A primeira prende-se com natureza do despacho proferido em 06/03/2024 e que motivou a apresentação da apelação.
Ao determinar o prosseguimento dos autos, este despacho, embora de forma claramente implícita, fez cessar a suspensão da instância determinada por despacho de 02/12/2023, tendo ainda esclarecido em que termos é que tal prosseguimento se faria, desconsiderando o testamento apresentado pela interessada recorrente.
A suspensão da instância e a cessação dessa suspensão não são colocadas em causa pelo recurso interposto.
Porém, ao esclarecer o que se depreendia do anteriormente determinado, o despacho proferido é uma resposta ao pedido de aclaração efetuado pela apelante por requerimento de 14/12/2023 (e, assim, efetuado tempestivamente).
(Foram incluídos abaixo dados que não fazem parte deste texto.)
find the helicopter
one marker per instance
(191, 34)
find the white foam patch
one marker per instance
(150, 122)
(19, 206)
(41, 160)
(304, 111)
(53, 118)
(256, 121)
Embora também de forma implícita, sem que efetivamente o tivesse afirmado, ao esclarecer o que entendia que se depreendia do despacho anteriormente proferido, assumiu o Tribunal que o que agora esclarecia depreender-se não constava do despacho proferido e, nesse sentido, aclarou-o (embora em sentido divergente ao que era indicado pela interessada agora recorrente).
Ora, o despacho que aclara o que foi decidido em 02/12/2023 integra o despacho com esta data, como resulta do disposto no art.º 617.º do C. P. Civil, aplicável ex vi 613.º, n.º 3, do C. P. Civil.
Daí que o recurso interposto verse sobre o despacho de 02/12/2023, embora, quanto a este, a recorrente se insurja contra os termos em que foi ordenado o prosseguimento dos autos, como consequência daquela remessa dos interessados para os meios comuns, decorridos que foram os trinta dias de suspensão da instância, depois de o cabeça de casal e a interessada impugnante terem afirmado nos autos que não iriam propor qualquer ação relativa à validade / invalidade do testamento.
A segunda questão prévia que cumpre esclarecer é que o Tribunal a quo não se pronunciou diretamente sobre a questão da tempestividade da apresentação do testamento e, com esta, sobre a tempestividade da impugnação das declarações do cabeça de casal (este declarou que o inventariado não tinha deixado testamento e a interessada recorrente veio alegar, para além do prazo de impugnação daquelas declarações, que este existia, juntando-o e alegando factos relativos à tempestividade da sua junção, sobre os quais nenhum despacho recaiu).
Porém, a partir do momento em que o Tribunal entendeu como relevante para estes autos a existência do testamento, remetendo as partes para os meios comuns e suspendendo a instância, ainda que a termo, para que se apreciasse a sua validade / invalidade, também de forma implícita e embora sem qualquer fundamentação estava a atende-lo para a tramitação destes autos.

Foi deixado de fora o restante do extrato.